USD/ZAR had climbed as high as 14.35 on Friday – the rand’s weakest level against the dollar in eleven months – as investors dumped South African assets in response to last week’s mid-term budget which exposed the country’s struggles with sluggish growth, falling tax revenues, rising national debt and high unemployment.
In his budget statement, South African Finance Minister Malusi Gigaba slashed the Treasury’s previous economic growth forecast for this year from 1.3% to just 0.7% and announced that the budget deficit would likely widen to 4.3% of GDP – well above the government’s target of 3.1%. Furthermore, Gigaba warned that 2017’s tax revenues would likely miss targets by R.51 billion ($3.64 billion).
In the aftermath of the budget, ratings agency Moody’s expressed concern over South Africa’s economic direction.
“Unless the government presents a credible fiscal consolidation plan in the February 2018 budget, debt sustainability is at risk,” Moody’s said in a statement.
The agency added that “the lack of fiscal consolidation in the budget is also a setback to already feeble business confidence and growth.”
“Feeble” is perhaps a generous adjective to use when describing business confidence in South Africa. One measure of confidence compiled by the Chamber of Commerce and Industry fell by 5.7 points in the third quarter to 89.6 – the measure’s lowest reading since the 1985 apartheid era.
It appears from recent changes in asset prices that markets have now fully priced in further sovereign ratings downgrades this year. Moody’s cut South Africa to Baa3 and assigned a negative outlook in June but, unlike Standard & Poor’s and Fitch, refrained from assigning a sub-investment grade, otherwise known as a “junk” rating. This discrepancy between Moody’s and its peers will likely be corrected when the agency next assesses South Africa on November 24th.
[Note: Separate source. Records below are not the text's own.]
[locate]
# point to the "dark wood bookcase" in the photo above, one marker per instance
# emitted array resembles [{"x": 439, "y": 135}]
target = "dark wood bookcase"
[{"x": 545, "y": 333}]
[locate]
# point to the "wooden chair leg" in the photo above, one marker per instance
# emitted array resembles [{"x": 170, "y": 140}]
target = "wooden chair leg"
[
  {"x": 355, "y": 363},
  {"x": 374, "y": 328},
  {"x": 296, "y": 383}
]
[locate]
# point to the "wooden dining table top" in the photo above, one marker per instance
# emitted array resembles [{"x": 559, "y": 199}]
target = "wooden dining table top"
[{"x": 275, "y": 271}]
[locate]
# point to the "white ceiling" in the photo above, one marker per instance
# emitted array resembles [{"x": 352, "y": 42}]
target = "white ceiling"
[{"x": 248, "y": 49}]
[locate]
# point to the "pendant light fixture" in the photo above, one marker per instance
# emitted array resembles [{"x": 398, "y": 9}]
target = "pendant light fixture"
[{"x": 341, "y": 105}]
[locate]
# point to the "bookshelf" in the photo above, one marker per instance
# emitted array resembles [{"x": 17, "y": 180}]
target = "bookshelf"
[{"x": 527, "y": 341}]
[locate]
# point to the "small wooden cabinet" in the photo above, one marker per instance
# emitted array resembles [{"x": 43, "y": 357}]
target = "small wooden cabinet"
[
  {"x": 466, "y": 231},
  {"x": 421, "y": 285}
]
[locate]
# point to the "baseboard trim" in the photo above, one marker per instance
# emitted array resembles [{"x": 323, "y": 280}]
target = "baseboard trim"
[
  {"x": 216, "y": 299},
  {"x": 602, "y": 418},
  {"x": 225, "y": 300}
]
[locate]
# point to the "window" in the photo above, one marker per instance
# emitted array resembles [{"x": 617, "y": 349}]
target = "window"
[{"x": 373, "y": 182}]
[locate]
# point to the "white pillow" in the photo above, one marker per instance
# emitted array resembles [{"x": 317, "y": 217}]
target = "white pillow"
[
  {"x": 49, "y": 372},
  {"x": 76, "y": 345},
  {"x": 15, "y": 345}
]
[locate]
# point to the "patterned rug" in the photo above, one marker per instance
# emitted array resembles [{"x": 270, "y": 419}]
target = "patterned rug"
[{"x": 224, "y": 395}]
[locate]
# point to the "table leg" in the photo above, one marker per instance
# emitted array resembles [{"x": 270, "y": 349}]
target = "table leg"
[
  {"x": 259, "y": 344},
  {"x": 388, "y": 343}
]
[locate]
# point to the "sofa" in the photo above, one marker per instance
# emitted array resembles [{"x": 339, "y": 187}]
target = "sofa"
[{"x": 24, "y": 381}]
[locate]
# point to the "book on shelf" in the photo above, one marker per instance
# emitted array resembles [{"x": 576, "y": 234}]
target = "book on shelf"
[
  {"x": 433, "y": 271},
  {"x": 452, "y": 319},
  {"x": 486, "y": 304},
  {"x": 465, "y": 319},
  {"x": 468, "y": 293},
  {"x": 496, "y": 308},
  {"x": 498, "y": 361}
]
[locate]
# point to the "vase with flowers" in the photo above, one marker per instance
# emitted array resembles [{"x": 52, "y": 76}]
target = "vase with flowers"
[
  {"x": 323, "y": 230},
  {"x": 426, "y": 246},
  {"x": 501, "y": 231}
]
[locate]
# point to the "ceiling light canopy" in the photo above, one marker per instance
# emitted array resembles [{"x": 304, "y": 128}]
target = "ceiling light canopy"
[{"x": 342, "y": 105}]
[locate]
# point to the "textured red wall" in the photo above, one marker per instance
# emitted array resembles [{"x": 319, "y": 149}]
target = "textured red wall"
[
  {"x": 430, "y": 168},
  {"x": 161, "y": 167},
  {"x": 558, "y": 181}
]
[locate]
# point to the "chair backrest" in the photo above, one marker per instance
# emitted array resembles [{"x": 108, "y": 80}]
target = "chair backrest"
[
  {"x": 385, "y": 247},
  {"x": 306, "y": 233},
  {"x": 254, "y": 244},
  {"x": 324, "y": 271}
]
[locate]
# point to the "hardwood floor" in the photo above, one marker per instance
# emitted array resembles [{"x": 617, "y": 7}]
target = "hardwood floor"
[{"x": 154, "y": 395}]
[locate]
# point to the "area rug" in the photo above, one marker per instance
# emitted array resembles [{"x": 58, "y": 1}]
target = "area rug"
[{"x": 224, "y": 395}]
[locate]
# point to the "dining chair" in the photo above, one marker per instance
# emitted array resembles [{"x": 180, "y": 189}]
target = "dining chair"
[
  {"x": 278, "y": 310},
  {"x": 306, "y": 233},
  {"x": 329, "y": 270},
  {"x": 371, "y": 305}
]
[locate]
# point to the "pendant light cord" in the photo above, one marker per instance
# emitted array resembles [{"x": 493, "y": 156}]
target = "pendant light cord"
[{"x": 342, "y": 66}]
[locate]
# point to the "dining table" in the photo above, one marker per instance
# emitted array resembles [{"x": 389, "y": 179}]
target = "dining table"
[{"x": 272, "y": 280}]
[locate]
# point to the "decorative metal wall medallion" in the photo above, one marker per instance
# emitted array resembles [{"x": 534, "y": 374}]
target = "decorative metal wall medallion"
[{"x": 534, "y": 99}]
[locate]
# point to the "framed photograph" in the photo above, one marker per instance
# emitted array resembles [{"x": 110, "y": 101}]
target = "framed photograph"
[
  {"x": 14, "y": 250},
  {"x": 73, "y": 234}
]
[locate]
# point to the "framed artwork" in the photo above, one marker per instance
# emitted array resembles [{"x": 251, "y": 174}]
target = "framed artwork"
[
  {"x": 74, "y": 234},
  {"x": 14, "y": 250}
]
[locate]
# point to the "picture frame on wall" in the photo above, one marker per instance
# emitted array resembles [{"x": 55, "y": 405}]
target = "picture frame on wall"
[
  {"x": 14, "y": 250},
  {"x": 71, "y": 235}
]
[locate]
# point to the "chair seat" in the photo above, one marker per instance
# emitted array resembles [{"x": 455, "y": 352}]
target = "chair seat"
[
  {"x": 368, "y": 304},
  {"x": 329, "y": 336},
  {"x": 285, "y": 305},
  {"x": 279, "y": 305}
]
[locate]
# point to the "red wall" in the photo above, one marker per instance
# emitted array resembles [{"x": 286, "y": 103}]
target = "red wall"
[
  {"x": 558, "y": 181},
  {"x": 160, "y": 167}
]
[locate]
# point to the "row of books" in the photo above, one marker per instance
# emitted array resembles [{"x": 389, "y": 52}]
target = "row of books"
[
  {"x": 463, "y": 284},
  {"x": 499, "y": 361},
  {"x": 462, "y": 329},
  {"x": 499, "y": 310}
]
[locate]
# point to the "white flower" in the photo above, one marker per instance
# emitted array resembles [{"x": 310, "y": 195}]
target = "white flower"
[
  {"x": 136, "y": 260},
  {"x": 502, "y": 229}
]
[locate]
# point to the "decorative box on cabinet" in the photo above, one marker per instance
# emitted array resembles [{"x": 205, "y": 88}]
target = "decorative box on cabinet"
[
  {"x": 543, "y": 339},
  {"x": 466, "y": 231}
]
For the rand, the combination of economic and political fragility that prevails in South Africa, which may last for several years, appears to suggest only one direction ahead – lower – and that may indeed be the case against several of the FX majors, but against the US dollar the picture is perhaps less clear. Several major banks are continuing to forecast dollar weakness over the coming year – in September, ABN Amro expressed “strong conviction” on its bearish dollar predictions and Credit Agricole said this week that a recent dollar rebound was “unlikely to extend much further” – so the rand may benefit, or at least avoid a sharp depreciation, on the back of one currency’s weakness offsetting another’s.
In the short term, Standard Chartered’s chief FX strategist Warrick Butler believes that USD/ZAR rates in the high 13s can be achieved, but not much more.
Speaking to Reuters on Monday, Butler said that he could “certainly see a pullback to…13.85 as the shock and horror of our own Halloween budget speech starts to fade,” but after that the “picture is good for [USD/ZAR] bulls.”
Against the euro, the rand had weakened on Friday to 16.87 – a level not seen since June 2016 – but has since recovered to rates in the low 16s. Remarkably, the rand has lost more than 18% of its value against the euro since March, which is a hammer blow to South African importers who purchase most of their goods from eurozone countries.